Butkovitz, Tracy spar in controller debate

City Controller candidate Terry Tracy, right, part of the new breed of young Philadelphia Republicans, makes a point while meeting with the Inquirer Editorial Board. (CHARLES FOX/Staff Photographer)
City Controller candidate Terry Tracy, right, part of the new breed of young Philadelphia Republicans, makes a point while meeting with the Inquirer Editorial Board. (CHARLES FOX/Staff Photographer)
Posted: October 24, 2013

CITY CONTROLLER Alan Butkovitz presents himself as a level-headed auditor of the city's finances, surrounded by elected officials who don't always share his foresight for fiscal chaos.
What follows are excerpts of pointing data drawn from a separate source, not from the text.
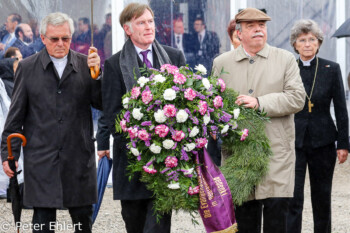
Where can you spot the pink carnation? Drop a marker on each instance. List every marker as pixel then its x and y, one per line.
pixel 169 110
pixel 222 84
pixel 218 102
pixel 171 161
pixel 178 135
pixel 190 94
pixel 135 92
pixel 132 132
pixel 244 134
pixel 193 191
pixel 179 78
pixel 147 97
pixel 162 130
pixel 201 142
pixel 203 106
pixel 143 135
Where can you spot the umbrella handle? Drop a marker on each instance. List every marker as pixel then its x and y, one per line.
pixel 9 149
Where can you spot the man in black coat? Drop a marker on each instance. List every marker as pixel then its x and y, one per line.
pixel 138 23
pixel 51 106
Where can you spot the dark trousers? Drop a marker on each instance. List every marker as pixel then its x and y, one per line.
pixel 139 217
pixel 320 162
pixel 44 220
pixel 273 210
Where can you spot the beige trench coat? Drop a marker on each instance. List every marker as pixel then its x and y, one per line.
pixel 274 78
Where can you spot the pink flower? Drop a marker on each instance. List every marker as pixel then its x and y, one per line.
pixel 169 110
pixel 222 84
pixel 193 191
pixel 170 68
pixel 179 78
pixel 178 135
pixel 123 125
pixel 171 161
pixel 135 92
pixel 201 142
pixel 147 96
pixel 132 132
pixel 244 134
pixel 190 94
pixel 203 107
pixel 218 102
pixel 143 135
pixel 162 130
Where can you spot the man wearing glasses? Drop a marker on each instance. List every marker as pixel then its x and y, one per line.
pixel 51 106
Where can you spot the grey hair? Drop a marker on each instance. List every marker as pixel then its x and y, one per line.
pixel 56 19
pixel 305 26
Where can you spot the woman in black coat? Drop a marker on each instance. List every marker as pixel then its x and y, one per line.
pixel 318 140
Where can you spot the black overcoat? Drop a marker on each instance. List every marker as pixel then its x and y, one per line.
pixel 55 116
pixel 113 89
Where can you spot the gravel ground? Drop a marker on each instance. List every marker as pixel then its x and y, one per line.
pixel 110 220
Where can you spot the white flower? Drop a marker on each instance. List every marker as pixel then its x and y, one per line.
pixel 142 81
pixel 194 132
pixel 137 114
pixel 174 185
pixel 236 113
pixel 168 144
pixel 159 78
pixel 224 130
pixel 206 83
pixel 126 102
pixel 135 151
pixel 159 116
pixel 155 149
pixel 206 119
pixel 201 69
pixel 181 116
pixel 190 146
pixel 169 94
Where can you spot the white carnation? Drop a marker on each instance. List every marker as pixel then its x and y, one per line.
pixel 135 151
pixel 201 69
pixel 206 83
pixel 142 81
pixel 236 113
pixel 126 102
pixel 169 94
pixel 155 149
pixel 194 132
pixel 159 116
pixel 225 129
pixel 168 144
pixel 159 78
pixel 174 185
pixel 137 114
pixel 181 116
pixel 189 147
pixel 206 119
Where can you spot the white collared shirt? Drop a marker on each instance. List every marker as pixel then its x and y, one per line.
pixel 149 54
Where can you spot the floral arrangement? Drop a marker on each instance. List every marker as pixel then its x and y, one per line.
pixel 167 118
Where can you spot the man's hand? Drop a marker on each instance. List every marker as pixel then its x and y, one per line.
pixel 247 101
pixel 7 169
pixel 342 155
pixel 102 153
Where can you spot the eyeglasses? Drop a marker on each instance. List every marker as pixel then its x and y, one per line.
pixel 64 39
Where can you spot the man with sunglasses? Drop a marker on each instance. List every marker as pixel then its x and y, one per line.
pixel 51 106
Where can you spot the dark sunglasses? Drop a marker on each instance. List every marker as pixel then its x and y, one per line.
pixel 56 39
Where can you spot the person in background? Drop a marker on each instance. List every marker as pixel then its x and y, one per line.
pixel 316 132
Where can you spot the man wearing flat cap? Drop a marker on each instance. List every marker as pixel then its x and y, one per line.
pixel 267 79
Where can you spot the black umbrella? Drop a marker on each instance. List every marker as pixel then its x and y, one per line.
pixel 343 30
pixel 14 187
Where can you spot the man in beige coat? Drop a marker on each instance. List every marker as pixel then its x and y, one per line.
pixel 267 78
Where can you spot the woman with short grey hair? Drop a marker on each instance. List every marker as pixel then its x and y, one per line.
pixel 315 130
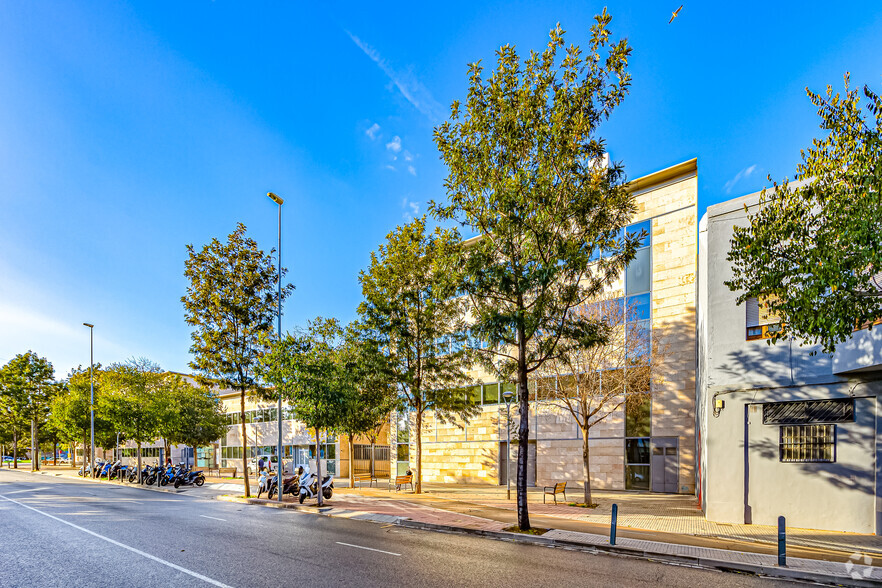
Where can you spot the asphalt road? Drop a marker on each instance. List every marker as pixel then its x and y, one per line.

Terry Tracy, a Republican who works as a business manager for high-end clothing brands, says Butkovitz isn't doing enough to help a city troubled with an education-funding crisis and a tax structure that discourages business.

They met last night to debate those issues, ahead of the Nov. 5 general election.

Tracy, 31, vowed to stick to the original job description for controller by auditing every department every year while expanding the use of policy analysis.

"We reel from crisis to crisis," Tracy said of the city. "We stumble from problem to problem."

Butkovitz, 61, a two-term Democrat and ward leader who previously served as a state representative, cast Tracy as an uninformed newcomer with close ties to the state Republican Party.

"In a nutshell, Terry just described what we have done since 2005," said Butkovitz, defending what he called a "streamlining" of department audits to make room for performance audits of certain areas of the city's finances where risk and fraud flourish.

Debate moderator Dave Davies of WHYY asked Butkovitz if he planned to complete a full third term if re-elected or if he would resign to run for mayor in 2015, as many have predicted.

"Right now I don't know how that will go," Butkovitz replied, predicting that the field for the mayoral race will be more clear in 2014. "You can't count on me necessarily finishing the term, but there's a lot to be decided."

Butkovitz rejected the notion that, in a city with a 6-to-1 voter registration edge for Democrats over Republicans, the controller should be elected from the minority political party.

"There isn't a problem of a majority and minority party in Philadelphia," Butkovitz said. "There's a problem of one party. The governor and the mayor act in cahoots. The Republicans in Philadelphia, such as they are, operate as part of the power structure."

Tracy called it "almost comical" that Butkovitz complains about Republican policies ruining the city. He noted that six decades ago the city was governed by an "antiquated and corrupt" political machine - he didn't mention that it was the Republican Party of the time - until a reform movement from the opposite party took power.

"They came in and they threw the bums out," Tracy said. "I think when they see what has happened in the last 60 years, they're probably rolling over in their graves."